On the Quay at Concarneau.
There is a wide, open space in front of the Hôtel des Voyageurs, on the quay Ste. Croix—where, at a window overlooking the quay, the femme de chambre is putting the last touches to her toilet—but behind it are narrow, dirty streets, crowded cafés and estaminets, where the husbands of these white-capped women have disappeared for the day. The majority of the well-to-do inhabitants are en promenade under the trees, and nearly everyone is bent upon pleasure of some sort. Here is a party just starting for a boating excursion across the bay, singing a Breton air to the time of the rowers, which we can hear on the quay. The sketch gives the exact picture: the heavy fishing-boat built for rough weather and stormy seas; the rowers standing four abreast, the heavy oars plashing in the sunlight, the boat down at the stern with its holiday load; whilst the gamin of Concarneau sits on the edge of the quay, over the principal drain of the town, with a string to catch little fishes.

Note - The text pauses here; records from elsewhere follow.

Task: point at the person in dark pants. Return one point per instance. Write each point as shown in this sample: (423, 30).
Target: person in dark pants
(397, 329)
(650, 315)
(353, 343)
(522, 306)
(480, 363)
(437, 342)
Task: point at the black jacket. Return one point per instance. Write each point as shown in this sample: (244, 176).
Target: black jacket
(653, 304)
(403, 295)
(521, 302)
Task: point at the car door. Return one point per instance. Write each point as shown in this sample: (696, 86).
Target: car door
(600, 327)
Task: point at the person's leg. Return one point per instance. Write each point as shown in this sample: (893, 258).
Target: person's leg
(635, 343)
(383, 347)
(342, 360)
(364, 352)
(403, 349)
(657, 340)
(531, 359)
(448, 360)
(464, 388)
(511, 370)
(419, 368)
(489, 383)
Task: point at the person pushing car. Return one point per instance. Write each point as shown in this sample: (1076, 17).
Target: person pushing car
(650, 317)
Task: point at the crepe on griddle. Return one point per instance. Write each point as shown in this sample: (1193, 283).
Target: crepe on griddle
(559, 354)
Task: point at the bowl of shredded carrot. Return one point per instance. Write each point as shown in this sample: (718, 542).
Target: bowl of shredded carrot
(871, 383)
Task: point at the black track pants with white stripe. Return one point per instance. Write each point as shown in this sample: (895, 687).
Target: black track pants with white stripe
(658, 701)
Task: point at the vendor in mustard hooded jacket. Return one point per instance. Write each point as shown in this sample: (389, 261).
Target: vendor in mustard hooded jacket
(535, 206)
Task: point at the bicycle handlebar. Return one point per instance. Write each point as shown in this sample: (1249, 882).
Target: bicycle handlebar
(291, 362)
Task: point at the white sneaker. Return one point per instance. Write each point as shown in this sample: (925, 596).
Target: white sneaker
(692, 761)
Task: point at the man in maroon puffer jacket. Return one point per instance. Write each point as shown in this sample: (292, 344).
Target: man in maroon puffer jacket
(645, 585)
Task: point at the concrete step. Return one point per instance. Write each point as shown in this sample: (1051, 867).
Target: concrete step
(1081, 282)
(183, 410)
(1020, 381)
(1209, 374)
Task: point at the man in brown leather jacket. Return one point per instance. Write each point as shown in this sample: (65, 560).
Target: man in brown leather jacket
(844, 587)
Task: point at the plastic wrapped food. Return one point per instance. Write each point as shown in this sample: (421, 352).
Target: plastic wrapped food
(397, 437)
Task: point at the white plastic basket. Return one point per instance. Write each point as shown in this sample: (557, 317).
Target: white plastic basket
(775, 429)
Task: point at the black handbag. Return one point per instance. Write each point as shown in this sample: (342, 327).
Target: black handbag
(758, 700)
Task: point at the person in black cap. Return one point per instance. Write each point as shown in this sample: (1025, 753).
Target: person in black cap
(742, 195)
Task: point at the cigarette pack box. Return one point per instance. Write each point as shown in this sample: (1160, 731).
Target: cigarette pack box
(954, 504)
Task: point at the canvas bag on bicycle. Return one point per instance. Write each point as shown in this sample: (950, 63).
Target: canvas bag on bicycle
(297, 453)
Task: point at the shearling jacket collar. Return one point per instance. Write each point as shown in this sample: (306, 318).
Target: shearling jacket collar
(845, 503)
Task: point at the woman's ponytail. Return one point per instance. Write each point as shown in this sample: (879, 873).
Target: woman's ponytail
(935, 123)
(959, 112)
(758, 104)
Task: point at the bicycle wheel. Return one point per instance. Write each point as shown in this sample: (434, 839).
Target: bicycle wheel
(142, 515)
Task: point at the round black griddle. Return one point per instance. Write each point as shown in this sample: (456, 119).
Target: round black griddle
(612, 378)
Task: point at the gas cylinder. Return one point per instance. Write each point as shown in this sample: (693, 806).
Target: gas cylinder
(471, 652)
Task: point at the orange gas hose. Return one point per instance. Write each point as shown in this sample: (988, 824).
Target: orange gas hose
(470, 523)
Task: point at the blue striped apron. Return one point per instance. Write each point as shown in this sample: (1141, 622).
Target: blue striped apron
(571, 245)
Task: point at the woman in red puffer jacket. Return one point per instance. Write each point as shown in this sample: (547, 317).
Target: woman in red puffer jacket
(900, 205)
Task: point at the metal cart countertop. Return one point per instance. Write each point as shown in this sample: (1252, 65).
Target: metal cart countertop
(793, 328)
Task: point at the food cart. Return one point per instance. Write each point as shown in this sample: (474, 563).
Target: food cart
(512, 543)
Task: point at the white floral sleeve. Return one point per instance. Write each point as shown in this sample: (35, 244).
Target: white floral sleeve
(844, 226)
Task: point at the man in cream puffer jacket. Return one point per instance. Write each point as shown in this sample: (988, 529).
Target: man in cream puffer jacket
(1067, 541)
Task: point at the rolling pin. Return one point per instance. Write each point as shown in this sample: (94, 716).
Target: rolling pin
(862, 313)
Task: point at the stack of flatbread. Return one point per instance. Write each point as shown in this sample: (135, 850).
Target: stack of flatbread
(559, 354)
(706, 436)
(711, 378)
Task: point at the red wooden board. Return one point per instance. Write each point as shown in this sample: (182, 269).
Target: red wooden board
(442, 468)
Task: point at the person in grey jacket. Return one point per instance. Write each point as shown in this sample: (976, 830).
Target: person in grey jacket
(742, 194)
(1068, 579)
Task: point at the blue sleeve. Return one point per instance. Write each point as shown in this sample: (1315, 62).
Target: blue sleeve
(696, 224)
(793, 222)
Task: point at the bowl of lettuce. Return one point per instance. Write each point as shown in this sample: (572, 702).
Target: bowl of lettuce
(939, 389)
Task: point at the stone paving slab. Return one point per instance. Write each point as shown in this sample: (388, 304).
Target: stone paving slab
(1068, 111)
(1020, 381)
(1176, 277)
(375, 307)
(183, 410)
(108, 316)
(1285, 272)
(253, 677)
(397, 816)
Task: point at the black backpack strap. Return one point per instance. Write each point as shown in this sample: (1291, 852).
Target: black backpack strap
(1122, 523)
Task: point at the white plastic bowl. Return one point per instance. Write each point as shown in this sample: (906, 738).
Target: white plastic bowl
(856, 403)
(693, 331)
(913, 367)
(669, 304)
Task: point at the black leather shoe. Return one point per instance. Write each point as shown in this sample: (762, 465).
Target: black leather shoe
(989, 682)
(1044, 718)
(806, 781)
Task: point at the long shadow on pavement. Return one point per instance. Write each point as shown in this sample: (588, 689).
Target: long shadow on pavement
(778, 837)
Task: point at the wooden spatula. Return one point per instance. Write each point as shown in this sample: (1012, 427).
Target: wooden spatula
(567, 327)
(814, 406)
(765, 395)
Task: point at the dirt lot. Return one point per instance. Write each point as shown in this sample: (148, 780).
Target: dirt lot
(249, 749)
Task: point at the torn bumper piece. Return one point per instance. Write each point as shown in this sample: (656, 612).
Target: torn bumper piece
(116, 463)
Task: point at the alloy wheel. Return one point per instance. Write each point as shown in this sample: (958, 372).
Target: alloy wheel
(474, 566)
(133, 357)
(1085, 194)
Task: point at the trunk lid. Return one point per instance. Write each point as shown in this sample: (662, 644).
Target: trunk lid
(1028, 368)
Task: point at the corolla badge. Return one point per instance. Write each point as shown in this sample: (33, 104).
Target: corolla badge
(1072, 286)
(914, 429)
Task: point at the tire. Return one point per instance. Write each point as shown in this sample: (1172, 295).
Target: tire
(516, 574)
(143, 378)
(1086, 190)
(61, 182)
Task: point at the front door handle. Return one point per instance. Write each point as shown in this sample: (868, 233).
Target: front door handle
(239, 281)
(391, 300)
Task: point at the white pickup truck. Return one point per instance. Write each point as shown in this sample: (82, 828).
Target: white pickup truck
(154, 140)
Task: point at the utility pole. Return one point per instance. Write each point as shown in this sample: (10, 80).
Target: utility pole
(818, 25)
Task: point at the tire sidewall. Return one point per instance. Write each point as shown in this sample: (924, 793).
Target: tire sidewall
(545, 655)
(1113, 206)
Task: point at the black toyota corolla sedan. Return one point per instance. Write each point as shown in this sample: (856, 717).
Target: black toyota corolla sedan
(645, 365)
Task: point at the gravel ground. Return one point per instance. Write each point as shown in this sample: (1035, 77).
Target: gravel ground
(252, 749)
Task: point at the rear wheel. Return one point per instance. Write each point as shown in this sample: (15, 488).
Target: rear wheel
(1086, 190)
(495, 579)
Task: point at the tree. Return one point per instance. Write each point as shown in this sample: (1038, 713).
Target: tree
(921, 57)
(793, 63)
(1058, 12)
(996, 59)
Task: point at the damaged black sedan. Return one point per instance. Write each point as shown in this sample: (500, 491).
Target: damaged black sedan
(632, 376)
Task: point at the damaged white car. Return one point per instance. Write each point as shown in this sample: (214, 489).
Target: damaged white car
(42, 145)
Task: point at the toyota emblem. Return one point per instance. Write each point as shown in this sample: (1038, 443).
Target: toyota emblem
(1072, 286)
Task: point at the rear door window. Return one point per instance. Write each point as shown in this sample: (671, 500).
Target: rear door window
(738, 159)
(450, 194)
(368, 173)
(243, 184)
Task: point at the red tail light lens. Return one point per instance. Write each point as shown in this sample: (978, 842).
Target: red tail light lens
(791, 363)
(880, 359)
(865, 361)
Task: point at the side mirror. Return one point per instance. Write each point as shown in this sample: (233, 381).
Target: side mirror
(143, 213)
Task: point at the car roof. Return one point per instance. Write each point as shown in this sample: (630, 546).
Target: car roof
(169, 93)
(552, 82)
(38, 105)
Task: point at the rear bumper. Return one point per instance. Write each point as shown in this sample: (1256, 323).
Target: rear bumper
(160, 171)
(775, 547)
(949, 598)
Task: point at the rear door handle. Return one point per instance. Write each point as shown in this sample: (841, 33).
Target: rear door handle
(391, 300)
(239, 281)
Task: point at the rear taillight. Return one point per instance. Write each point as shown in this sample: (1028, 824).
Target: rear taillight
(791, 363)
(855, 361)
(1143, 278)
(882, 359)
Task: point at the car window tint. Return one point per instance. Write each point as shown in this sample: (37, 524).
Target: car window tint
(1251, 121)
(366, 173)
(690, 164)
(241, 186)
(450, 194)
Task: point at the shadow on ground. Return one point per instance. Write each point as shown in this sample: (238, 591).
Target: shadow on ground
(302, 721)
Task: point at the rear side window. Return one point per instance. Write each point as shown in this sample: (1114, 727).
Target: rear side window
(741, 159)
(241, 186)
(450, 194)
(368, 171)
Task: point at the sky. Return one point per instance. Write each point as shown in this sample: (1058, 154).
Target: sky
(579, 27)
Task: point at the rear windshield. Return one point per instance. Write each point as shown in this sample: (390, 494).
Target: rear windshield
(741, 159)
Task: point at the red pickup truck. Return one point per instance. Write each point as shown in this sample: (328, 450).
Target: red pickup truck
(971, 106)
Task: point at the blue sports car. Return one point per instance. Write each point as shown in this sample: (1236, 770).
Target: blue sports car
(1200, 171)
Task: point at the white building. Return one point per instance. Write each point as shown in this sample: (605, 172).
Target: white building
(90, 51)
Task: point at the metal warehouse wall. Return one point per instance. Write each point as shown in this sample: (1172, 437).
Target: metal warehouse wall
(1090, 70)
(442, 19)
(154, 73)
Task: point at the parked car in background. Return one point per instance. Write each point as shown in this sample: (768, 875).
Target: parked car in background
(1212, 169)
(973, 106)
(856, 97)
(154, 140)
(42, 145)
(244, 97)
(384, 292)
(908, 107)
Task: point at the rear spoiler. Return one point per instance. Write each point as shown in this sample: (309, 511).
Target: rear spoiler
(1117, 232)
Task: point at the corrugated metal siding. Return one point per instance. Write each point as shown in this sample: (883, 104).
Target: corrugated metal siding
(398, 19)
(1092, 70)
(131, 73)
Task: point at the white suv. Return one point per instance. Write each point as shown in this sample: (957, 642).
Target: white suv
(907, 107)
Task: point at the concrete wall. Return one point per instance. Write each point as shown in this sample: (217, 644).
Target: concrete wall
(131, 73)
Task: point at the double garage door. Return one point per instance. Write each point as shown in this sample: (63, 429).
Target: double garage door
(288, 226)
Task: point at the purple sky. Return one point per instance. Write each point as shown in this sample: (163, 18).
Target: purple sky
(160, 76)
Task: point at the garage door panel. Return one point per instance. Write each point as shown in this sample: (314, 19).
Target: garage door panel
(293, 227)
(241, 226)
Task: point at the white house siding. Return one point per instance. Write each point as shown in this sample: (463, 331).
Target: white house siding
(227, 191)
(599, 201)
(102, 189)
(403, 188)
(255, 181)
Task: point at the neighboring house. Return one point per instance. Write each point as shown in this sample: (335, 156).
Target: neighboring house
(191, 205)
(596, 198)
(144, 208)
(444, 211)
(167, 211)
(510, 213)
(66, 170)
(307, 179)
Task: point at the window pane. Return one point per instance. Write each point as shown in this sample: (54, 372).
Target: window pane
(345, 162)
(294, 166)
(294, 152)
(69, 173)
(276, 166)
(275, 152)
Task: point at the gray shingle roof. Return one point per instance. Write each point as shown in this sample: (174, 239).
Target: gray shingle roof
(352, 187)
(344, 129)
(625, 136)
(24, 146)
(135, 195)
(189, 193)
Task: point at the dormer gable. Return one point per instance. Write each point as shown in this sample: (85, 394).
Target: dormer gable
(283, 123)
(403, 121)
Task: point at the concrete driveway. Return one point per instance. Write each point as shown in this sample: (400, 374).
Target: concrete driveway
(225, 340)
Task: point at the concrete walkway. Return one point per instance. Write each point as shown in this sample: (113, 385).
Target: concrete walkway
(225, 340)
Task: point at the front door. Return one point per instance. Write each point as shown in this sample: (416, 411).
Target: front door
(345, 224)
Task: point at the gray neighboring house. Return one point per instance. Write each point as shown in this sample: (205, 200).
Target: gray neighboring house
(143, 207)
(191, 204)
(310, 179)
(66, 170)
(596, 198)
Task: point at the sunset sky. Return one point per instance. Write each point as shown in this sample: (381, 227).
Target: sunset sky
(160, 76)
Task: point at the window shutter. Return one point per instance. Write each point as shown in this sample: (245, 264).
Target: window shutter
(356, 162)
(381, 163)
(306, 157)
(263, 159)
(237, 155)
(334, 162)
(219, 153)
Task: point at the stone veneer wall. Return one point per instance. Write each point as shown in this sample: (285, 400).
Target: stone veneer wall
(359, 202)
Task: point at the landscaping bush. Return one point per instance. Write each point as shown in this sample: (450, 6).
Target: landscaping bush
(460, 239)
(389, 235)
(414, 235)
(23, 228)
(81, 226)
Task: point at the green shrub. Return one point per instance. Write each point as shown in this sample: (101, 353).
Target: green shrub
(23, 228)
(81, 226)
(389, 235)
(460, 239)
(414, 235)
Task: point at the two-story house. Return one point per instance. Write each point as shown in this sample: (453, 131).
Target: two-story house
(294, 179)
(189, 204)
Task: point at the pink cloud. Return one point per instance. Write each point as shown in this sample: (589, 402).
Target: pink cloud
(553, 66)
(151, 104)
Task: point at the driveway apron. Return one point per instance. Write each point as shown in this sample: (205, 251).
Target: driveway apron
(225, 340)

The sketch on the quay when the tide is out, with people waiting for the ferry-boat, gives the aspect looking seaward, on a quiet evening, as we drive away towards Pont-Aven.
To reach Pont-Aven, we ascend and descend some gently sloping hills, in an easterly direction, for about eight miles. On the left hand of the road, near the village of Trégunc; we pass one of the largest rocking stones in Brittany, a block of granite 12 feet long by 9 feet, poised upon a second slab half buried in the ground. Little children lie in wait for travellers, and move this stone, which is known far and wide as “La pierre aux maris trompés,” a stone by which husbands are said to test the fidelity of their wives. All the heath-covered land on the way to Pont-Aven is strewn with granite boulders; there is a celebrated dolmen, or “table stone,” in the neighbourhood, and, near at hand, at Rustéphan, are the picturesque remains of a fifteenth-century castle, which may be reached through a wood by leaving the road at the village of Nizon, two miles from Pont-Aven.
At a point where the river Aven—breaking through its narrow channel, dashing under bridges and turning numerous water-wheels—spreads out into a broad estuary, is the little port of Pont-Aven, built four miles from the sea. The majority of the houses are of granite, and sheltered under wooded hills; the water rushes past flour-mills and under bridges with perpetual noise, and a breeze stirs the poplar trees that line its banks on the calmest day. The widest part of the village is the Place, sketched (looking northwards) from the stone bridge which gives Pont-Aven its name. A small community of farmers, millers, fishermen and peasant-women, is its native population, supplemented in summer by a considerable foreign element.